Landesregierung
Umfrage sieht Mehrheit für Schwarz-Gelb in Hessen

Union und FDP können sich wieder Hoffnungen machen, in Hessen nach der Landtagswahl im Januar gemeinsam die Regierung bilden zu können: Nach einer neuen Umfrage hätten die beiden Parteien augenblicklich zusammen die Mehrheit.
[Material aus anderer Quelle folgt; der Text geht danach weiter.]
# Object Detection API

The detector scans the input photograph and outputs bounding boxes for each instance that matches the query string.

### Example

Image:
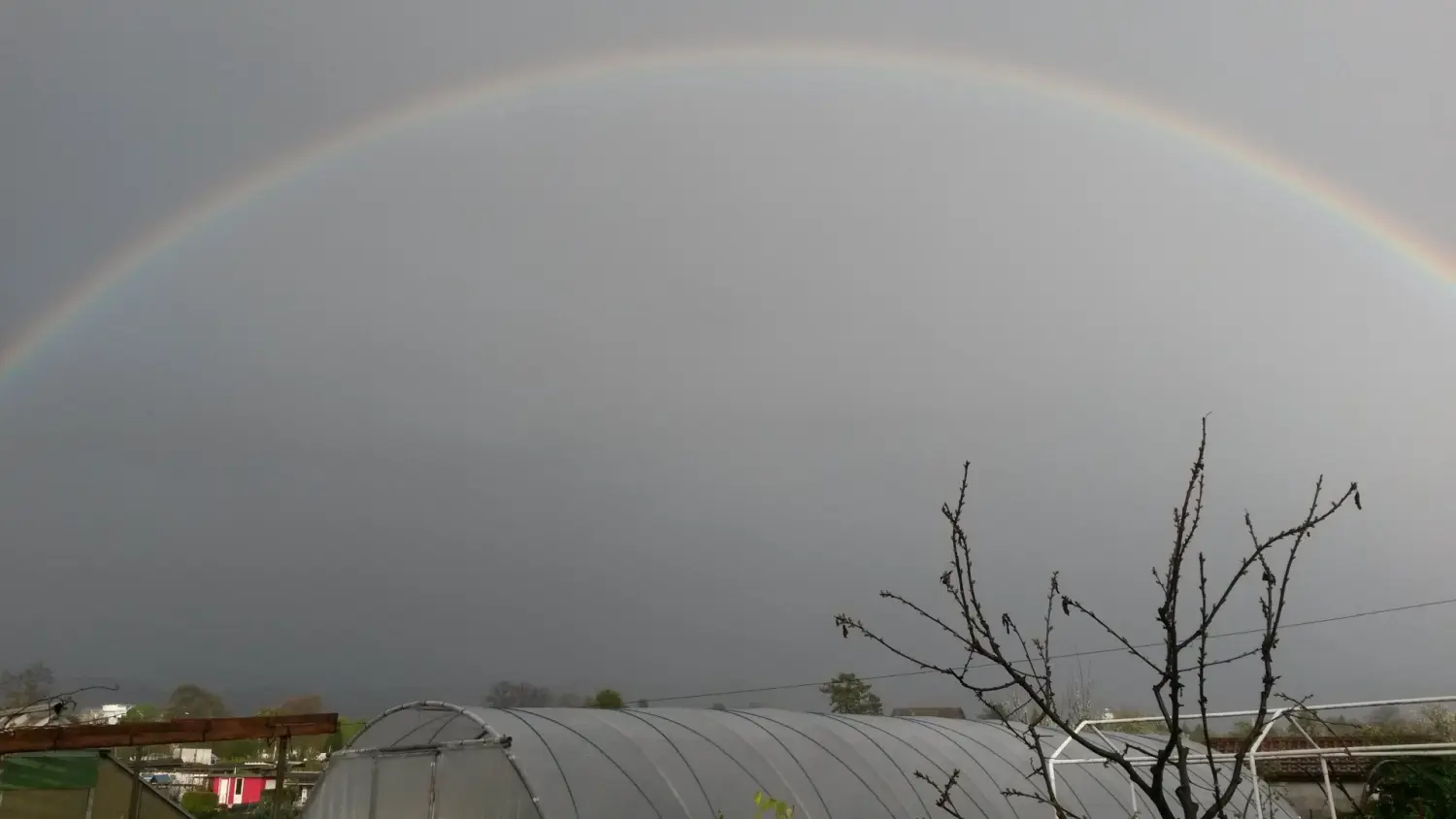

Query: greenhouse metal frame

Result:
[305,702,1299,819]
[1047,696,1456,819]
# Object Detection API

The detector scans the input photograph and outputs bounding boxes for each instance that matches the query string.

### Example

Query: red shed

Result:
[209,772,274,807]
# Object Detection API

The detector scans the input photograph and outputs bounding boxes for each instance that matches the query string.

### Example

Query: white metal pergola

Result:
[1047,696,1456,819]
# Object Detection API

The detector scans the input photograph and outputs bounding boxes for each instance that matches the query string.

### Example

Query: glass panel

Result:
[349,705,483,748]
[628,708,778,816]
[482,708,574,819]
[375,754,436,819]
[436,746,541,819]
[513,708,666,819]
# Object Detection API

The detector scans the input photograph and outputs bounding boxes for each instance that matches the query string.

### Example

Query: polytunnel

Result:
[305,702,1298,819]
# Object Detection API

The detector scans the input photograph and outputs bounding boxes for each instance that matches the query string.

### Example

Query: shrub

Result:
[182,790,220,819]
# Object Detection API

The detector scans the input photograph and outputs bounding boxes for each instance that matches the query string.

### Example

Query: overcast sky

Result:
[0,0,1456,707]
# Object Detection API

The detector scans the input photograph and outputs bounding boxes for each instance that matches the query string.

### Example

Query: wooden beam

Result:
[0,714,340,754]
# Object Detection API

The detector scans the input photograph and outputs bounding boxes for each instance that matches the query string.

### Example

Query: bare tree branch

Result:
[835,416,1360,819]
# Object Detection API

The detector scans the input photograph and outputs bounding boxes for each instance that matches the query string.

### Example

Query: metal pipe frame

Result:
[1047,696,1456,819]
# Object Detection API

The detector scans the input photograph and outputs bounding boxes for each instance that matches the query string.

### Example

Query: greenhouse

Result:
[305,702,1296,819]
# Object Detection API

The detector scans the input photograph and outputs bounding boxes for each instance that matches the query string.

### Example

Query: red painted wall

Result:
[212,777,270,807]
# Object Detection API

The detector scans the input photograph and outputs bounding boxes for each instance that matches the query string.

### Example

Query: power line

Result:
[648,598,1456,703]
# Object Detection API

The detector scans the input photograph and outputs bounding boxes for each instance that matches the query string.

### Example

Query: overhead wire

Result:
[645,598,1456,703]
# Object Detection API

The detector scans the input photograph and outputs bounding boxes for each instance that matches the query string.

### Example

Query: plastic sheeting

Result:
[321,703,1296,819]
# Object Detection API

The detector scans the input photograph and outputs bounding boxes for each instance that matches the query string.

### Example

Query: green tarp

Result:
[0,751,101,790]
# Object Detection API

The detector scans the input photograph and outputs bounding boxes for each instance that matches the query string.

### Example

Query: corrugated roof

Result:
[306,703,1296,819]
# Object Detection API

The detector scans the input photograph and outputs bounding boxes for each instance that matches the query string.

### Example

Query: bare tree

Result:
[835,416,1360,819]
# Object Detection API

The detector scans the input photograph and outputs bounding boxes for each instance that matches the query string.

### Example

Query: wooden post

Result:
[274,734,288,819]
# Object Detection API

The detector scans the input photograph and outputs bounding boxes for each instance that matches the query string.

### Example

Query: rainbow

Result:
[0,42,1456,388]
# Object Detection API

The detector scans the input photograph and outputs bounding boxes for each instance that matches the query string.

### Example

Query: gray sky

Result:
[0,0,1456,718]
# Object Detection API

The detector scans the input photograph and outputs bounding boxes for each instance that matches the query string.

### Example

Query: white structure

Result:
[174,746,213,766]
[305,702,1299,819]
[1048,697,1456,819]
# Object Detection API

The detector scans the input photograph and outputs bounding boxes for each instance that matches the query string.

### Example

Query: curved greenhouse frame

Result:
[305,702,1298,819]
Die Partei Die Linke würde den Einzug ins Wiesbadener Landesparlament knapp verpassen.

HB WIESBADEN. Die Umfrage von Infratest Dimap kommt zu dem Ergebnis, dass die CDU 42 Prozent erzielen würde, wenn bereits jetzt gewählt würde. Dies wären 7 Prozentpunkte weniger als bei der Wahl 2003, bei der die Union die absolute Mehrheit der Sitze erzielen konnte. Die FDP sieht Infratest Dimap im Moment bei 8 Prozent.

Ende Juli hatte eine konkurrierende Umfrage ergeben, dass Union und FDP zusammen keine Mehrheit haben. Die Linke sah diese Umfrage dagegen mit 5 Prozent im Landtag, so dass eine Koalition von SPD, Grünen und Linker möglich gewesen wäre. SPD-Spitzenkandidatin Andrea Ypsilanti schließt ein solches Bündnis jedoch kategorsch aus.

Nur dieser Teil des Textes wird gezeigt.